教員 × 院生対談

実務を通して直面した福祉的課題に
研究に向き合うことでアプローチしていく

渡久地:私は沖縄県内の社会福祉協議会で、生活困窮世帯への生活福祉資金の貸付業務に携わっています。これまでの勤務を通して、同じ社会福祉協議会の中でも生活上の課題に対して個別支援を担う部署と、地域支援を担う部署が連携できていないという現場の課題を見聞きしてきました。しかしながら、生活困窮に陥った世帯の背景はさまざまで、例えば孤立していて助けを求められない方々には個別支援の他に地域支援も必要になってきます。この問題を解決するにはコミュニティソーシャルワークのアプローチが必要だと考え、職場の研修でこの課題についてお話しくださった菱沼先生の下で学ぶため、研究大学院への進学を決意しました。

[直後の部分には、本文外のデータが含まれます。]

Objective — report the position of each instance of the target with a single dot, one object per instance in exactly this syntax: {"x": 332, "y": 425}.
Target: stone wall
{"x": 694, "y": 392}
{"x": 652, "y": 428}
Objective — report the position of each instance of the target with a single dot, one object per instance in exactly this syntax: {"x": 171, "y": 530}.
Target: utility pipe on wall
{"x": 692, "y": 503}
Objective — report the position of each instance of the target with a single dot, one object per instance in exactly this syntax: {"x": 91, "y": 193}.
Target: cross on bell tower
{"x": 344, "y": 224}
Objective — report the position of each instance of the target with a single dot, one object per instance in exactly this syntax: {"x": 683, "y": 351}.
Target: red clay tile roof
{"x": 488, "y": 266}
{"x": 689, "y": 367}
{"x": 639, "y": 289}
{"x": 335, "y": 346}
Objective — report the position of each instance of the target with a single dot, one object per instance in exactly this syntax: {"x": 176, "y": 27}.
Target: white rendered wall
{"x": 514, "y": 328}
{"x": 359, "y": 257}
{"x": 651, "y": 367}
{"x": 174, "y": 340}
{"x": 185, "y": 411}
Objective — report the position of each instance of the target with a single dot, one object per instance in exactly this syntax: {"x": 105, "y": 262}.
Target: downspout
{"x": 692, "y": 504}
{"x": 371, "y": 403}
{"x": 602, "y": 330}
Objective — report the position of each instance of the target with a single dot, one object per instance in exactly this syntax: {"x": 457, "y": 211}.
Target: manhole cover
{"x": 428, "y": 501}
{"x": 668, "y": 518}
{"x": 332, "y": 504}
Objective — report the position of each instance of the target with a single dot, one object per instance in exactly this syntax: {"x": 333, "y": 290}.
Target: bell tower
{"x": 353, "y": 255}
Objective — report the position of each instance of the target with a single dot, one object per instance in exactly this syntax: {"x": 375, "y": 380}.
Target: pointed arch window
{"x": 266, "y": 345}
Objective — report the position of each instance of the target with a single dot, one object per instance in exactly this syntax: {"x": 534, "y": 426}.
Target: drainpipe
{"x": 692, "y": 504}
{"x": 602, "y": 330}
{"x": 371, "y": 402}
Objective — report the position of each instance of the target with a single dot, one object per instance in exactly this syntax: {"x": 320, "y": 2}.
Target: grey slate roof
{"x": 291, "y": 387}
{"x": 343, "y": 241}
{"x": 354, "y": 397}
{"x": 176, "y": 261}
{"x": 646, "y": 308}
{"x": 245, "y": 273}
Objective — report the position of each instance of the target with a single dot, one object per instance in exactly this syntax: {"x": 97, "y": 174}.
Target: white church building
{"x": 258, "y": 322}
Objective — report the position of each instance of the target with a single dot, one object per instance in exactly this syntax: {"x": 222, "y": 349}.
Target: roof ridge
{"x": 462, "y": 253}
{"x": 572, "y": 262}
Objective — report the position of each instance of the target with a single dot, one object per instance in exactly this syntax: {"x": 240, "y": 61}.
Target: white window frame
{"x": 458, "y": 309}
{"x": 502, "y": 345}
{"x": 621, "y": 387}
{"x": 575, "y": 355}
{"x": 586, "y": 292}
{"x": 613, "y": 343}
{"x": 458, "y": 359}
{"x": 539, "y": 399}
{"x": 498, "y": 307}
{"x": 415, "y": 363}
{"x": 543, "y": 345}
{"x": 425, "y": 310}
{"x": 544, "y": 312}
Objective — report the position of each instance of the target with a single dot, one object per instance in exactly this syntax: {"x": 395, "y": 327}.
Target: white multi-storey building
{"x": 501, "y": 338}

菱沼:社会福祉協議会の中で個別支援と地域支援の部署同士は連携していないことが多く、これは沖縄県だけでなく全国的な問題となっています。この課題に焦点を当てた研究はまだ少ないので、先駆的なチャレンジとなる研究テーマであると思います。

渡久地:指導教員である菱沼先生には、自分の研究における疑問点や不安などを率直に相談させていただき、的確にそして優しく丁寧にご指導いただき感謝しています。また、私が沖縄に居住していることにご配慮くださり、オンラインを活用していただいたおかげで、遠方からでも研究を進めることができていると感じています。

菱沼:研究大学院では、自身の実践を発展させるだけではなく、広く日本全体の福祉をどう前進させるのかといった研究成果の波及性を意識することが大切だと思います。渡久地さんは今回の研究を経て、どんな取り組みをしていきたいと考えていますか。

渡久地:まずは修士論文を完成させ、研究成果を地元の現場の方々へ報告し、還元できたらと考えています。現在は実践者として現場での経験を積んでいるところですが、博士前期課程が修了できたら次は後期課程に進学し、教員や研究者を目指していきたいです。最終的には地元沖縄をフィールドに、自分自身で実践と研究が行える事業所兼研究所を立ち上げ、沖縄や日本の地域福祉に貢献できる実践的な研究者になることが目標です。

対談

博士前期課程 渡久地 美智留 さん(左)×菱沼 幹男 教授(右)

※インタビュー内容は取材当時のものです。